Penalties will be stepped up for MEPs who use defamatory, racist or xenophobic language or whose behaviour compromises the smooth conduct of parliamentary business.

To improve transparency, any negotiations between MEPs and the Council with a view to striking a first reading agreement will need a mandate from the full plenary, and not just the relevant committee.

Each political group will be able to put one or two current affairs on the plenary agenda. These debates, says the report, should last at least an hour and concern a topic of major interest for EU policy.

MEPs also adapted the rules to improve the efficiency of parliamentary work. These limit the numbers of written questions, motions for resolutions and requests for roll-call votes.

The overhaul rationalises the number of voting thresholds, reducing them from 37 today to three, a change that could be revised after a year.

The approved changes will enter into force from 16 January and will therefore govern the way Parliament works in the second half of the legislature.

The exhaustive report represents the outcome of two years of work on revising Parliament's rules of procedure.

The European institutions have been rocked by high-profile conflict of interest cases this year, including the high-level appointment of former European Commission President José Manuel Barroso to Goldman Sachs.

But, on Monday, Parliament President Martin Schulz blocked an amendment that would have introduced a cooling-off period for MEPs to prevent them taking new jobs that involve lobbying the European institutions during the period they are eligible for a transitional allowance.

After MEPs backed his proposed revisions, Corbett said, "I am delighted that Parliament has adopted my proposed overhaul of its rules of procedure. These will ensure greater transparency, efficiency and clarity."

However, other deputies were less enthusiastic, with Ukip leader Paul Nuttall saying, "This is an explosively dangerous move by the big groups in the Parliament because it reduces the public visibility of important legislative votes and transfers huge amounts of decision-making power to behind closed doors.
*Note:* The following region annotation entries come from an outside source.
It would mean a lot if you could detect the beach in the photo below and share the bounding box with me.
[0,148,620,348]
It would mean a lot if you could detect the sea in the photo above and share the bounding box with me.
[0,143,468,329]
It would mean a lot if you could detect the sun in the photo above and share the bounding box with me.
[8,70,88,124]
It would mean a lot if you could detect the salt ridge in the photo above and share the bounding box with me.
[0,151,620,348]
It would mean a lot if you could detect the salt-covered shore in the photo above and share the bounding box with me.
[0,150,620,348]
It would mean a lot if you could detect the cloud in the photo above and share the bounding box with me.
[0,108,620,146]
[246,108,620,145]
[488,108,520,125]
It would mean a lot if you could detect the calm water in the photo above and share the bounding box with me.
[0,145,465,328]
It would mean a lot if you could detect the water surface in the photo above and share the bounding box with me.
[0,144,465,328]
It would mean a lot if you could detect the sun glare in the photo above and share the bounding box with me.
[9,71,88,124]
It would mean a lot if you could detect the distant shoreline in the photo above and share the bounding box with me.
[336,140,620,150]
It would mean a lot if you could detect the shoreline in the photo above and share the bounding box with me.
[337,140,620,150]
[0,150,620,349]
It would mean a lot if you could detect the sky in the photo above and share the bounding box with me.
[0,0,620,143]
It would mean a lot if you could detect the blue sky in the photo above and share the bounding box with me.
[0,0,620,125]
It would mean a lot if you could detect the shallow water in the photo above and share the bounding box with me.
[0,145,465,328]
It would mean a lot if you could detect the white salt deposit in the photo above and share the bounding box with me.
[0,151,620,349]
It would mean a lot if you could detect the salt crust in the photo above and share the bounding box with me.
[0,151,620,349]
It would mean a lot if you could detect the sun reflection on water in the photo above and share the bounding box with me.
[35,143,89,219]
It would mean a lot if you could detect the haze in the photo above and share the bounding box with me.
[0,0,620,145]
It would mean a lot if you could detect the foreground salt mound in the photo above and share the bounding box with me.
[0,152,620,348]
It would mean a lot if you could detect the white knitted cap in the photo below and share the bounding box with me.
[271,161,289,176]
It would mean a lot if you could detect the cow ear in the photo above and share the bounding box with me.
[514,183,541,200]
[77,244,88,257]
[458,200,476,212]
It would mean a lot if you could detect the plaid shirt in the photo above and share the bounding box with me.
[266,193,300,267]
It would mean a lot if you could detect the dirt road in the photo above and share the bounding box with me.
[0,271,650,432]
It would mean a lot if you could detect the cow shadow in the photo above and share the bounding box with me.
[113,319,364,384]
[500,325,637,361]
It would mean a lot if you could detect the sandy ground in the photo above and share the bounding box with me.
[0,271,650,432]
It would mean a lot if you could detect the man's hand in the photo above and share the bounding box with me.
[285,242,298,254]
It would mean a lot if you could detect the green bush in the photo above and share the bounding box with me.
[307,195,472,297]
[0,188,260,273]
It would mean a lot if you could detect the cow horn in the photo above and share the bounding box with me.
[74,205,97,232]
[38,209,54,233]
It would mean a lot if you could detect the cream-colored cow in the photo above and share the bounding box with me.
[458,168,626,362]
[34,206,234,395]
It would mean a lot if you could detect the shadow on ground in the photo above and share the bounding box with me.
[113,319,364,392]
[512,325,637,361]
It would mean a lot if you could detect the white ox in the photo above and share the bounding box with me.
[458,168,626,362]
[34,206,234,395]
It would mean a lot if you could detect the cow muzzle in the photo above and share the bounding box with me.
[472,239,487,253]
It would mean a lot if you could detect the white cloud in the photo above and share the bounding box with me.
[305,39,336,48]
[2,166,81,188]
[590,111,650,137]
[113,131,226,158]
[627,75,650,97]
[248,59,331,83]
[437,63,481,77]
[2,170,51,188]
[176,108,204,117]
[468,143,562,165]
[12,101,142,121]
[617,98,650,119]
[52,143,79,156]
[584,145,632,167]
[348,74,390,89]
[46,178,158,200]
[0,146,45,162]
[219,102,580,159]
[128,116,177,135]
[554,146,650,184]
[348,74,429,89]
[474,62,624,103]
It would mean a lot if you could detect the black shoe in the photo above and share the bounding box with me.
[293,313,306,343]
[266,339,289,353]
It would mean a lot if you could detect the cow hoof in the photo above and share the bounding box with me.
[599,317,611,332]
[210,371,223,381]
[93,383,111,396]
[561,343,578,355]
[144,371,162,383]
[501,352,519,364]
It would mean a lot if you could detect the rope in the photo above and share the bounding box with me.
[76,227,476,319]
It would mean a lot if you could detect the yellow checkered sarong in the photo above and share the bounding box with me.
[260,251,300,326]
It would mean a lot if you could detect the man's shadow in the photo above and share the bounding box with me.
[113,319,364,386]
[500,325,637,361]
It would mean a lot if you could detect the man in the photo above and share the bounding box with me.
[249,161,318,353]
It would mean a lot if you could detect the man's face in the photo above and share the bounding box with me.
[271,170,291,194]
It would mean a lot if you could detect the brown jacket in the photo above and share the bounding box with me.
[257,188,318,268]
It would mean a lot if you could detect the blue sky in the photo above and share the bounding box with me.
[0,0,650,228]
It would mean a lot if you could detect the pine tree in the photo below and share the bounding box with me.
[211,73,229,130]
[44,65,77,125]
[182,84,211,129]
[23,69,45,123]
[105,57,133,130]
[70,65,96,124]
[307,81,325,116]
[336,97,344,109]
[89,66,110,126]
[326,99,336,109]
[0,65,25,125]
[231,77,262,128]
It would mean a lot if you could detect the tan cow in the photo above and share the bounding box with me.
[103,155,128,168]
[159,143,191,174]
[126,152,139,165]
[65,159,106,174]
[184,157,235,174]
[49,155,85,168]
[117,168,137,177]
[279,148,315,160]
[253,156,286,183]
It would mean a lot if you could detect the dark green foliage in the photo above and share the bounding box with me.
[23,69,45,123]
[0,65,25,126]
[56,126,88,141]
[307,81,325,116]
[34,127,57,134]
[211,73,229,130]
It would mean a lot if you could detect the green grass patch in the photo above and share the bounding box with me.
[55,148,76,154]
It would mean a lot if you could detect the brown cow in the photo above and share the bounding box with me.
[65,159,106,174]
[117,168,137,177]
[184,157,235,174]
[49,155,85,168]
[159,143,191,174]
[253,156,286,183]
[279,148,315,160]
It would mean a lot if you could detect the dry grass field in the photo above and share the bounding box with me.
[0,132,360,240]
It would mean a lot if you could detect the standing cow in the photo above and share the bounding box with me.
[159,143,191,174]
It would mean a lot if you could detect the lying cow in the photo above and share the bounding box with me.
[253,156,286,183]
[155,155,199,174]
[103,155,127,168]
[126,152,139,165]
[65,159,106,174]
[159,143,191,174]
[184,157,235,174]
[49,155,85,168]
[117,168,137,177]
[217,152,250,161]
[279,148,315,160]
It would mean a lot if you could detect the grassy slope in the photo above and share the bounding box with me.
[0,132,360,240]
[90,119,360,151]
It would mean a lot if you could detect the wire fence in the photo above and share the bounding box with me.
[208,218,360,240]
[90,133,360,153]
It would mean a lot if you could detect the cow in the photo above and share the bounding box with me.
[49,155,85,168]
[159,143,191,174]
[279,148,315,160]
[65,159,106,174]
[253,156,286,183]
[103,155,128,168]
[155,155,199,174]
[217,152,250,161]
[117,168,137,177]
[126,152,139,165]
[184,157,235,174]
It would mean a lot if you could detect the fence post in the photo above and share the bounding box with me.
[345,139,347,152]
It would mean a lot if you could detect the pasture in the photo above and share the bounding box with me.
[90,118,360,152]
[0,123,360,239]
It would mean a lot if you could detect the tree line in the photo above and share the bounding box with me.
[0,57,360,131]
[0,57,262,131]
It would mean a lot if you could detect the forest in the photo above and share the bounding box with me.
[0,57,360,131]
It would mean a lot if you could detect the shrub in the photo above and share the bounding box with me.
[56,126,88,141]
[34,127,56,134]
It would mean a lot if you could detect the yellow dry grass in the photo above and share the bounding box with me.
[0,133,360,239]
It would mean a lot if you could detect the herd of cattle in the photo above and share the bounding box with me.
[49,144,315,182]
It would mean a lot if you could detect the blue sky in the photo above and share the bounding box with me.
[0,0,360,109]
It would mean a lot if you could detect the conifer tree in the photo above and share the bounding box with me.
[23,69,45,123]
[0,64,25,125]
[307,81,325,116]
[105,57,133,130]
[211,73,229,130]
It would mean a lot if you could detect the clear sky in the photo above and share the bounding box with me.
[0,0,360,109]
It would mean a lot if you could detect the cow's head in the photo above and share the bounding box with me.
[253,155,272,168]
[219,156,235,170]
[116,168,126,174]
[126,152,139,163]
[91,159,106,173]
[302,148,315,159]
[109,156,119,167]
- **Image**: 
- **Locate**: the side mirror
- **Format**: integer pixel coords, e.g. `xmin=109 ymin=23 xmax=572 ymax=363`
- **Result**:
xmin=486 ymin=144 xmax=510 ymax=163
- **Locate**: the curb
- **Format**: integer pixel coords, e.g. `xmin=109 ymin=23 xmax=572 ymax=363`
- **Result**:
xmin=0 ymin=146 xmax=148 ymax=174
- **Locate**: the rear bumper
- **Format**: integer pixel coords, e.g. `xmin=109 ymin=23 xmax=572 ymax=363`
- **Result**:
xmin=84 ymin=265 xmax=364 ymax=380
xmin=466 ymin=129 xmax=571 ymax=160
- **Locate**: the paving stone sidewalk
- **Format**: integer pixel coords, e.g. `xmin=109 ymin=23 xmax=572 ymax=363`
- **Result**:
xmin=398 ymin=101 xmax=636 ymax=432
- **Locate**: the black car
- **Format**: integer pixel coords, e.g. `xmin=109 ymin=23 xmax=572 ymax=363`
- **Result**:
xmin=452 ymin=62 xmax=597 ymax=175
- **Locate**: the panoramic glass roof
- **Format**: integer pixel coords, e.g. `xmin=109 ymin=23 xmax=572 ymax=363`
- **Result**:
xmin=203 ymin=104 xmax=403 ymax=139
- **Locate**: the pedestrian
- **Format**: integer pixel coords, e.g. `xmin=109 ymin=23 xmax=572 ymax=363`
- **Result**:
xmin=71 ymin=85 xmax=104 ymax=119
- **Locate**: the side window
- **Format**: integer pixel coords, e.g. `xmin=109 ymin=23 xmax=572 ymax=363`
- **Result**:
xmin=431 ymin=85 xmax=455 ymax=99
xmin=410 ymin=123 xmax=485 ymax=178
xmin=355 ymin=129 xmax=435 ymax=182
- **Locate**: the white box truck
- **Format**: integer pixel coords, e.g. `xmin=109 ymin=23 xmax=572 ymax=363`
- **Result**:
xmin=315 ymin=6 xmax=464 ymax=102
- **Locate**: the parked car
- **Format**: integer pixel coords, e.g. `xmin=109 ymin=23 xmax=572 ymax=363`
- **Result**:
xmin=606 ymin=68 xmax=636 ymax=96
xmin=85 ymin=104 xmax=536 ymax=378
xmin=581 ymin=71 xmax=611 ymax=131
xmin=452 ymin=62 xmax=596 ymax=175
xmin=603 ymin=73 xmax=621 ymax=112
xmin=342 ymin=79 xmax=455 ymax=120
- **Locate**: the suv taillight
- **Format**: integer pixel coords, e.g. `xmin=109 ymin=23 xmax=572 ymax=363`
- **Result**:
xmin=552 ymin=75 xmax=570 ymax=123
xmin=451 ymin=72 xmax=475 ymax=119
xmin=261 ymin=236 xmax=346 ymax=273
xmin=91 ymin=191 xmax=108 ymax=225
"Though on the surface, a technical report, it will mean that more and more legislation will be fast-tracked without proper public deliberation onto so-called trilogue meetings of the Commission, Council and Parliament."

The newly elected leader added, "There will be less votes in public view, and smaller political groups, most of which are Eurosceptic, will have less ability to make amendments to the laws that impact on peoples' lives. Eurosceptic groups will thus be denied an even playing field and a fair book of rules. This shows federalist contempt for the electorates of Europe."

Philippe Lamberts, joint leader of the Greens group also had reservations.

Speaking at a news conference on Tuesday, he said, "Parliament is quick, and rightly so, to criticise what the Commission and Council do, but it needs to get its own house in order.

"Parliament would be in a better moral position if it adopted more robust rules for the way it works."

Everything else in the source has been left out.